Everybody looked at her.

“He had it right out there in the open. We all saw it.


Yeah, but none of the rest of us had remembered.

I smiled at her. “Thanks.”

She smiled back. “At least, I’m pretty sure—”

“Pretty sure?” Zheng said. “We can’t roam around, looking for the damned thing! It’s like the apocalypse out there! We get in, we get out, we get—”

He cut off abruptly, and one glance out of the open side of the truck told me why. Because in our relief at our getaway, we’d forgotten one, tiny thing. Dragons can fly.

Chapter Forty-Five

Dory, Hong Kong

“Shit! Shit! Shit!” Zheng yelled, beating on his driver.

“Move! Move! Move!” I said, wishing I knew the word in Cantonese.

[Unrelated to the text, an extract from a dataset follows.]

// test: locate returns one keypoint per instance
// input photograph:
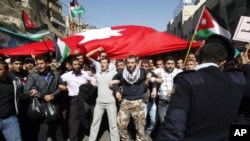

I didn’t need it. There are some things that are universal, including having a two-ton dragon come swooping after you. The men screamed, automatic weapon fire tore through the night, and the big truck lurched ahead, driving faster than I’d thought possible from its previous performance. And then more than driving.

“Hold on,” Zheng said.

I didn’t have to ask why, because Bertha and the boys were all cramming this way as a huge fan pushed up from the back of the cargo area, and started blowing up a hurricane in our wake. The device looked like the kind used on the local rickshaws, only bigger, although it did not seem to faze our pursuers. But then, that wasn’t the point.

As demonstrated when the old truck, laden as it was, slowly lifted off the roadbed and into the air.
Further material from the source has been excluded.